Chinese Sniper Rifle

The CS/LR19 Sniper Rifle (CS/LR19式狙击步枪 (CS/LR19 shì jūjī bùqiāng)) also known as the NSG-85, is a semi-automatic sniper rifle designed by Norinco and manufactured by Shandong Zhongdun Police-Used Equipment Co., Ltd. in China. The CS/LR19 was first publicly shown in the 7th China International Police Equipment Expo held in Beijing, China. It is also offered to the international market and was shown in the 2014 Eurosatory exhibition in France. It is an upgraded version of the Chinese copy of the Dragunov SVD rifle, the Type 85. It is chambered in 7.62x54R cartridge.

== Design ==
The CS/LR19 is a semi-automatic, gas-operated sniper rifle. There is a manual gas regulator to adjust the action. The stock has been replaced with polymer from the Dragunov SVD and has a thumb-hole design, with a rubber butt-pad and adjustable cheek rest, as well as a retractable monopod.

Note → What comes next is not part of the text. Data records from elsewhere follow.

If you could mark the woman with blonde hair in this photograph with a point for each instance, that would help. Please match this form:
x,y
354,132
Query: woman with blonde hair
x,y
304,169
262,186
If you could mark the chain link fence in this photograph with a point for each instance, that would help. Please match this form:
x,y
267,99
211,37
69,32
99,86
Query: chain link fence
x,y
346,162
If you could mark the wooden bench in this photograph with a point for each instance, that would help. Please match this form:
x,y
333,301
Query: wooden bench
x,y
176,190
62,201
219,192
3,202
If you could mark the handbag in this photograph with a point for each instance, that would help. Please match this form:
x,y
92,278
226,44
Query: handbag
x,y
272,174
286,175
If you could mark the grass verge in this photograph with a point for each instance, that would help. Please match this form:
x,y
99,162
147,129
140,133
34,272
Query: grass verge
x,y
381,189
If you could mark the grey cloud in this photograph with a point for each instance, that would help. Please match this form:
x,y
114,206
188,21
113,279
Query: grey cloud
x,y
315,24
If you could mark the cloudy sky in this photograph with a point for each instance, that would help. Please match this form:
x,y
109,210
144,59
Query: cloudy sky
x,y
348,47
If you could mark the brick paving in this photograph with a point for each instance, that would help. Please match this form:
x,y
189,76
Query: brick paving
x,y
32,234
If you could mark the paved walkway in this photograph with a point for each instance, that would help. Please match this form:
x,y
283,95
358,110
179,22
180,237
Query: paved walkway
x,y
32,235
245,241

The CS/LR19 can be seen as an upgraded version of the Dragunov SVD or the Type 85. A bipod was added to the front, iron sights and bayonet mounts were removed, there is a free-floating barrel, and all wooden parts, including the stock and handguard, have been replaced with polymer alternatives instead. A Picatinny rail was added to the top and sides of the handguard, with the top rail stretching across the whole length of the upper receiver, allowing the installation of telescopic sights, thermal sights, night-vision sights, red dot sights, or holographic sights.

The gun features a rotary bolt with three radial locking lugs at the front. It is fed by detachable double-stack box magazines with a 10-round capacity.